NEWS
Have you heard about the only project DOE EPSCoR funded in New Mexico this year?
What could we discover with an instrument capable of recording, in minute detail, the movement of atoms during ultrafast chemical reactions?
This question is the driving force behind a recently awarded DOE EPSCoR State-National Laboratory Partnerships project titled, “Data-Science Enabled, Robust and Rapid MeV Ultrafast Electron Diffraction Instrument System to Characterize Materials Including for Quantum and Energy Applications” led by PI Dr. Sandra Biedron and co-PI Dr. Manel Martínez-Ramón from the University of New Mexico (UNM). The three-year, $750,000 award, supports UNM collaborations with three DOE laboratories (NM-based Los Alamos National Laboratory (LANL), Brookhaven National Laboratory, and Argonne National Laboratory) and seeks to enhance the mega-electron volt (MeV) ultrafast electron diffraction (MUED) instrument housed in the Brookhaven National Laboratory Accelerator Test Facility. This was the only DOE EPSCoR awarded to New Mexico for this specific solicitation.
The MeV MUED instrument, developed in 2008 – 2013, was the first of its kind in the world and essentially allows researchers to make molecular “movies” of ultrafast chemical reactions with enough detail to see the activities of individual atoms.

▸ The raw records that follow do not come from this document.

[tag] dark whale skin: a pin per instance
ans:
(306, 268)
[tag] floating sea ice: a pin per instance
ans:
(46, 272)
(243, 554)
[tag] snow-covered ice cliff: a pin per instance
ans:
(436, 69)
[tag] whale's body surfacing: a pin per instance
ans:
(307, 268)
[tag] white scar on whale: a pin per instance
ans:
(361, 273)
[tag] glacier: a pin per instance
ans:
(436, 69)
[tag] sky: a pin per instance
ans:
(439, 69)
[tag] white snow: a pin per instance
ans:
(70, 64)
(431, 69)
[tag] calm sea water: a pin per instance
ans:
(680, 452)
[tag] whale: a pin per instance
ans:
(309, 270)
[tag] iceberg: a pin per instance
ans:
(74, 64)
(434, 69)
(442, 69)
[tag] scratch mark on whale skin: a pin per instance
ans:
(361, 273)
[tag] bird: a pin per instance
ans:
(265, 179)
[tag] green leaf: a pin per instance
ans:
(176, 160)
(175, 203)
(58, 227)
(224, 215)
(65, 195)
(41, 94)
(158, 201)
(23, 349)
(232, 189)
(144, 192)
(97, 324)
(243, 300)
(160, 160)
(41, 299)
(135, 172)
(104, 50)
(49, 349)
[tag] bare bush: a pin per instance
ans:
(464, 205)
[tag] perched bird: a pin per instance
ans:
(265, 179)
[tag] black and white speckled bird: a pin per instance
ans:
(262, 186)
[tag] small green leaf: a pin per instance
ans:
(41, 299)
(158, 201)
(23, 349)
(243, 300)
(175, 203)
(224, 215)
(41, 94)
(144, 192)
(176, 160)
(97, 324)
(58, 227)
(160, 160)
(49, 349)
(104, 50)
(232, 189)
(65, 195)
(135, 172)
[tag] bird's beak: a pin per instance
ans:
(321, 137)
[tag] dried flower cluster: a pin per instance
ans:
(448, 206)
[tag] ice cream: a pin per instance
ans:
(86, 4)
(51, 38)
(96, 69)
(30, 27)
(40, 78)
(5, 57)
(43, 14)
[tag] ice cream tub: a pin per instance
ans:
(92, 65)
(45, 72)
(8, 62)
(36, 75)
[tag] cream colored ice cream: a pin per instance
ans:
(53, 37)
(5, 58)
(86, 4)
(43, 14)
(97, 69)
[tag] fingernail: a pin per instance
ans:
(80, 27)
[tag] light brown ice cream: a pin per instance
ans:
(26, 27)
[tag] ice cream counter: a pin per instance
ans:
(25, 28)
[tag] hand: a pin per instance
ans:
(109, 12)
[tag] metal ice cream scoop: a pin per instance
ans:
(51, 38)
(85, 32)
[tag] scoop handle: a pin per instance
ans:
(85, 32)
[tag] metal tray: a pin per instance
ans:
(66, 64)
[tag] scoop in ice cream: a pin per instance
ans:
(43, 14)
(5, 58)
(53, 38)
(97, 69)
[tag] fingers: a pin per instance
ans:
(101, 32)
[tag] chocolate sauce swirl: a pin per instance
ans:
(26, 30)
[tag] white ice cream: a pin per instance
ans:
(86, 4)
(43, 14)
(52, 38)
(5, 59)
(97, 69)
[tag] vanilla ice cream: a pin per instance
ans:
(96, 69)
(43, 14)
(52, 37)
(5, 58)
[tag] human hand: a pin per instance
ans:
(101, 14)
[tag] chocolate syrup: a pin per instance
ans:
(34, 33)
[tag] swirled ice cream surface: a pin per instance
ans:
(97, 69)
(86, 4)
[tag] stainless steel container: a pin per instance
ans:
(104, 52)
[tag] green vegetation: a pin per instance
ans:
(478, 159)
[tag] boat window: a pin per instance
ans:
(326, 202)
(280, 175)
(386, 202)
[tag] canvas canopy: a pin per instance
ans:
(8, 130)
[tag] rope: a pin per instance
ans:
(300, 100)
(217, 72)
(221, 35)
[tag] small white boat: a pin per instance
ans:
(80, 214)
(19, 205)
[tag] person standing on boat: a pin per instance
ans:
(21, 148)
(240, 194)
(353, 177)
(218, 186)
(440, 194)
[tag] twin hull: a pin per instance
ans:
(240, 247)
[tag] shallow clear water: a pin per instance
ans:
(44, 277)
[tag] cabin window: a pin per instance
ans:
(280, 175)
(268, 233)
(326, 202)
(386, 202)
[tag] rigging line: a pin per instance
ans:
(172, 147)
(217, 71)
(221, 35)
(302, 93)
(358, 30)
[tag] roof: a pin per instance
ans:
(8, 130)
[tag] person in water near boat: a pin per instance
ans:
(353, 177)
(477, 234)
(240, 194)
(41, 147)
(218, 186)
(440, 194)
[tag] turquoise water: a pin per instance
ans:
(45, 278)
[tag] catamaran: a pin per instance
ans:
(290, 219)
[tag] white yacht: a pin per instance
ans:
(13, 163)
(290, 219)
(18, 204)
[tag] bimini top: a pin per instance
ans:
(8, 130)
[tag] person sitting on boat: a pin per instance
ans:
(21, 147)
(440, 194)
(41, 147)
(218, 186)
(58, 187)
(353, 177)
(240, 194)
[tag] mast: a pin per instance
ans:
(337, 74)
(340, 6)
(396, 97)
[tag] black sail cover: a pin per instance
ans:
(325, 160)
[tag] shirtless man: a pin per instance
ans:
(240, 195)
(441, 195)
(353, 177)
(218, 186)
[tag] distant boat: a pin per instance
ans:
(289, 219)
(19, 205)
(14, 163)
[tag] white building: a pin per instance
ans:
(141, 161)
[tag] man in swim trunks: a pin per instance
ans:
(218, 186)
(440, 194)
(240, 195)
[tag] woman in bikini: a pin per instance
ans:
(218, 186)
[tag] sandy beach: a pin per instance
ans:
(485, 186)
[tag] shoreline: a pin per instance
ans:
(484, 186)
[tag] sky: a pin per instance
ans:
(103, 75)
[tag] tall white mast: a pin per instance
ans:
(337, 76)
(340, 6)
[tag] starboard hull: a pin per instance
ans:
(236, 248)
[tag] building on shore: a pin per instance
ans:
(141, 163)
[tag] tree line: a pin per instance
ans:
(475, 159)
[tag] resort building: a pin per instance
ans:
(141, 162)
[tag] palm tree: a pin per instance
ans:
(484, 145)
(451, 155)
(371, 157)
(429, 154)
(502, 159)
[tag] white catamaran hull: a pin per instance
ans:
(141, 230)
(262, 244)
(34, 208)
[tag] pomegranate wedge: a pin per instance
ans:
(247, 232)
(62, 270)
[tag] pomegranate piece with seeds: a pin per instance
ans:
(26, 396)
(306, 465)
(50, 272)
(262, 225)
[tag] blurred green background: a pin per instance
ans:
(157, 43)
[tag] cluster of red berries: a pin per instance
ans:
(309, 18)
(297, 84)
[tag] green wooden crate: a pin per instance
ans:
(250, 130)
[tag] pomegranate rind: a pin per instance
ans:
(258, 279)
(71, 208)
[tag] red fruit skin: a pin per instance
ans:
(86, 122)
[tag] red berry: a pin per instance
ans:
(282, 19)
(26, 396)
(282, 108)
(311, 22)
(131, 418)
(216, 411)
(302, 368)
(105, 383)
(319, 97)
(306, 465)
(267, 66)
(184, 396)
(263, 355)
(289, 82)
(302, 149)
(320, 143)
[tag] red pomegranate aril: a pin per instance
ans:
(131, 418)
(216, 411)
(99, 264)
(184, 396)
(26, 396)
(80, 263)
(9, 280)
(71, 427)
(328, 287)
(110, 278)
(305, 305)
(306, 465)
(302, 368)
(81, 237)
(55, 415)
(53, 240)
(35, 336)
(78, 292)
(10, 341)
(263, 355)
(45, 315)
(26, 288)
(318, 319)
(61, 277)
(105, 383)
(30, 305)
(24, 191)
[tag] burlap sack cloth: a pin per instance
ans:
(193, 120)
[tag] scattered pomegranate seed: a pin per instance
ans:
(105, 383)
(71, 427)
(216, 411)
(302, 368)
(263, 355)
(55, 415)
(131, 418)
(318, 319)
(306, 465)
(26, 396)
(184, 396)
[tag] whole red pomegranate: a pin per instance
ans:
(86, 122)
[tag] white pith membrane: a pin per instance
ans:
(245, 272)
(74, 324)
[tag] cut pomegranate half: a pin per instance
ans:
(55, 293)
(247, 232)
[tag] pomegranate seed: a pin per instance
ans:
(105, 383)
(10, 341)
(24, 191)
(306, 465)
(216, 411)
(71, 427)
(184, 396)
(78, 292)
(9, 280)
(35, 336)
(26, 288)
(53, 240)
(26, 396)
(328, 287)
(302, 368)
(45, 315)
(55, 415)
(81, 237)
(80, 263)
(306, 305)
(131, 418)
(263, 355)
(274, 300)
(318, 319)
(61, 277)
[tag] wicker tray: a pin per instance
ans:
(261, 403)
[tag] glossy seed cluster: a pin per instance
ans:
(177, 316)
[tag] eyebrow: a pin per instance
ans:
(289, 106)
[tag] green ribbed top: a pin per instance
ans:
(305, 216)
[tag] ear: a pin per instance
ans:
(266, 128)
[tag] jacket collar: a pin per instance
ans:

It can, and has allowed for some incredible advancements in science (like this, this, and this) but the instrument itself could be more turn-key with additional automation - machine control and more streamlined retrieval and analysis of the materials data.
“In the simplest possible sense, the existing MUED is like the first generation of automobiles. They drove, but the effort required to start and operate them was significant,” Dr. Biedron explains, “as part of this project, we are hoping to bring the MUED ‘up to speed’ though data science. Using AI-based machine-learning methods to enhance operational capabilities and machine controls we will transform this metaphorical Model-T into a Porsche, with power steering and all! Well, electron and laser beam steering to be exact.”
Biedron went onto say “that the collegial partnership with the head of the EPSCoR programs at LANL – Dr. Alan Hurd – a materials physicist in the lab’s National Security Education Center made this proposal a reality.”
From his perspective, Dr. Hurd believes “It is difficult to quantify the scientific ground researchers will be able to cover with the data science-enhanced MUED, but the improvements developed by our team will help scientists investigate everything from rare-earth substitutes for high strength magnets to quantum materials to fundamental disease processes like viral entry into cells (e.g. pandemics).”
We are honored to welcome the entire team to the New Mexico EPSCoR family.